Unincurred Business Expenses, unlike IRWEs, are contributed by someone other than the recipient. The expense must be one that would be approved by the IRS as a business expense if the recipient, or the business, paid for it. For example, the State Vocational Rehabilitation Agency (SVRA) may purchase necessary equipment or pay the initial rent for space if the recipient has an approved plan for employment. Both would be considered an approvable business expense by the IRS, but are not incurred by the recipient. In some instances, there may be no expense incurred at all. Use of space in a government building is an example of business expense for which there is no exchange of money, but SSA allows it as an unincurred business expense. In-kind use of office space, telephone, office equipment, and perhaps some personnel time (e.g. receptionist) may also be deducted. The method used to determine the value of the expense depends on the type of expense. For example, space and utilities would be valued at the fair market value. If items such as office equipment are involved, SSA will use a method comparable to the depreciation method used for income tax purposes – depreciate the cost of the item over their useful life and deduct the amount of depreciation attributable to the taxable year in question.

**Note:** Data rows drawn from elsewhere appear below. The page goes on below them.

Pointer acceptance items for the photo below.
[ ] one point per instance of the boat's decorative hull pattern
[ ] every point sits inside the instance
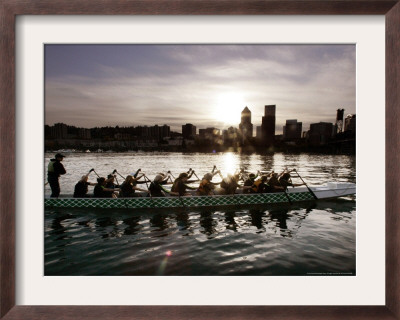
(176, 202)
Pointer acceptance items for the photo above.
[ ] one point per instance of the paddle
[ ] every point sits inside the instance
(95, 173)
(115, 171)
(196, 175)
(219, 172)
(148, 180)
(312, 193)
(171, 174)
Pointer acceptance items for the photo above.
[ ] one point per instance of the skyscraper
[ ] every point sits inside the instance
(188, 131)
(292, 130)
(245, 126)
(268, 125)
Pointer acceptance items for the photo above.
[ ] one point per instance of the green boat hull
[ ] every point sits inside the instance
(178, 202)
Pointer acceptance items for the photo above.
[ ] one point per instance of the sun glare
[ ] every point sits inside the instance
(228, 108)
(230, 163)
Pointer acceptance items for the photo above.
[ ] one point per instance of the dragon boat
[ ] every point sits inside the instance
(295, 194)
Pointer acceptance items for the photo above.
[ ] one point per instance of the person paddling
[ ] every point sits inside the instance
(180, 185)
(100, 190)
(229, 184)
(156, 186)
(110, 182)
(54, 170)
(261, 185)
(248, 183)
(128, 188)
(81, 188)
(206, 187)
(285, 179)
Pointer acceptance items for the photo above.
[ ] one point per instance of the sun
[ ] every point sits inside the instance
(228, 107)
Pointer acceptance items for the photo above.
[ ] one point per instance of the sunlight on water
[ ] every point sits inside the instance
(275, 240)
(230, 163)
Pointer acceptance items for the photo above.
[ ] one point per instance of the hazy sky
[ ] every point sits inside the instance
(206, 85)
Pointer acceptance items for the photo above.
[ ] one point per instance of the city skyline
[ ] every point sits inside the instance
(207, 85)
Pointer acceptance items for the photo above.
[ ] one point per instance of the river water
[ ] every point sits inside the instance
(314, 238)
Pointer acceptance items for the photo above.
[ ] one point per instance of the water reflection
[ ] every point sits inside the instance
(207, 223)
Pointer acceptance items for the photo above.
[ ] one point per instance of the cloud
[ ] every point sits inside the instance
(146, 85)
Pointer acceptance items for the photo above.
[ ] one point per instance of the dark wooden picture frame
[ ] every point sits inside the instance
(9, 9)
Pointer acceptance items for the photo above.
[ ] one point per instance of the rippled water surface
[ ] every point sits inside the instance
(301, 239)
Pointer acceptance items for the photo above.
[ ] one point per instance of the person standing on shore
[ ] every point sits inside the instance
(54, 170)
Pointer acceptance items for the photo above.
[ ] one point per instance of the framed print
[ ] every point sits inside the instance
(16, 57)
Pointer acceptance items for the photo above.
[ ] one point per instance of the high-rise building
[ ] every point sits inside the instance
(165, 131)
(245, 126)
(188, 131)
(339, 121)
(268, 125)
(320, 133)
(292, 130)
(258, 132)
(350, 123)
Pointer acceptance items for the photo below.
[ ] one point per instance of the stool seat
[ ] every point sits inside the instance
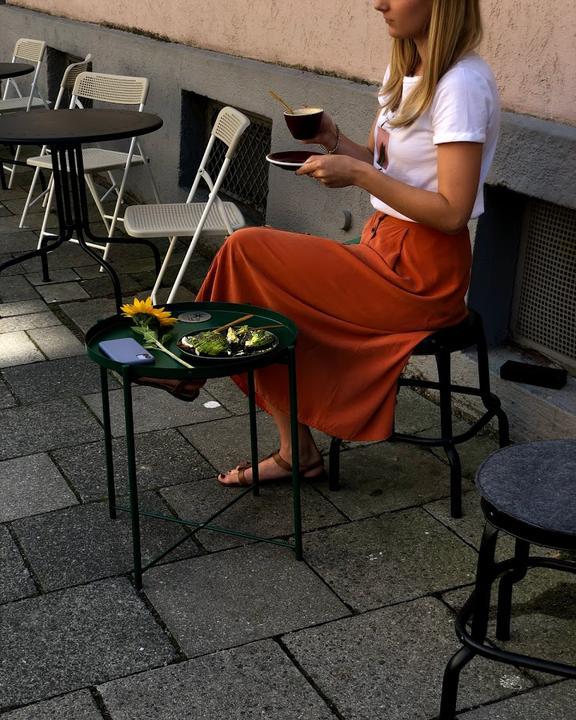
(534, 483)
(451, 339)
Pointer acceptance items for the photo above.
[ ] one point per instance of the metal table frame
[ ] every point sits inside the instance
(71, 202)
(285, 353)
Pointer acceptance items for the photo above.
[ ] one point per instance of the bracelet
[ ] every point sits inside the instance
(331, 151)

Because of the manner in which self-employment income is often received, there may be wide fluctuations in gross receipts for the business. Therefore, SSA will average the countable income by figuring the “total countable income” for a period of work and dividing that figure by the number of months in the period. If there are distinct periods during which the individual’s net income is higher, SSA may only use the months in that period to figure the average countable income. For this reason, a self-employed recipient may be found to be engaged in SGA even though her average annual is below the SGA level for that year.
For example: Joe, an SSDI recipient, owns a bicycle sales and repair shop. During the winter months business is slow, but beginning in April his sales and repair work increases significantly. The SSA can average his income during the distinct periods and may find that he is engaging in SGA from April through September.
On the other hand, the self-employment income is averaged over the entire period of work even if the recipient doesn’t receive payment in each month of work, e.g., a farmer works his crop from March 1st until September 30th but is only paid after the crop is harvested.
Substantial income is not the only measure for test number one. The recipient must be performing significant services to the business as well. In a “one-person” business, the services are presumed to be significant. However, an individual may own a business but pay other people to do the work. In that case, the income would be unearned. If the business involves more than one person, e.g. employees, partners, assistants, SSA would consider the recipient contributing substantially to the operation of the business if she 1) spends more than forty-five hours per month managing the business and its employees, or 2) contributes more than one-half the time required to manage the business.
In the instance that the SGA determination is being made prior to the self-employed recipient having been entitled to benefits for less than 24 months, there are two extra tests that the work activity is evaluated by. These are described below.
Two additional factors may be considered in determining if the income is substantial:
1. If the recipient was self-employed prior to becoming disabled and it was her sole means of livelihood, SSA may compare the income derived from the business in the past with the current net earnings. If the two are comparable, the person’s income will be considered substantial; and
2. If the recipient’s earnings from self-employment are comparable to that of similar businesses in the person’s community, the income may be substantial.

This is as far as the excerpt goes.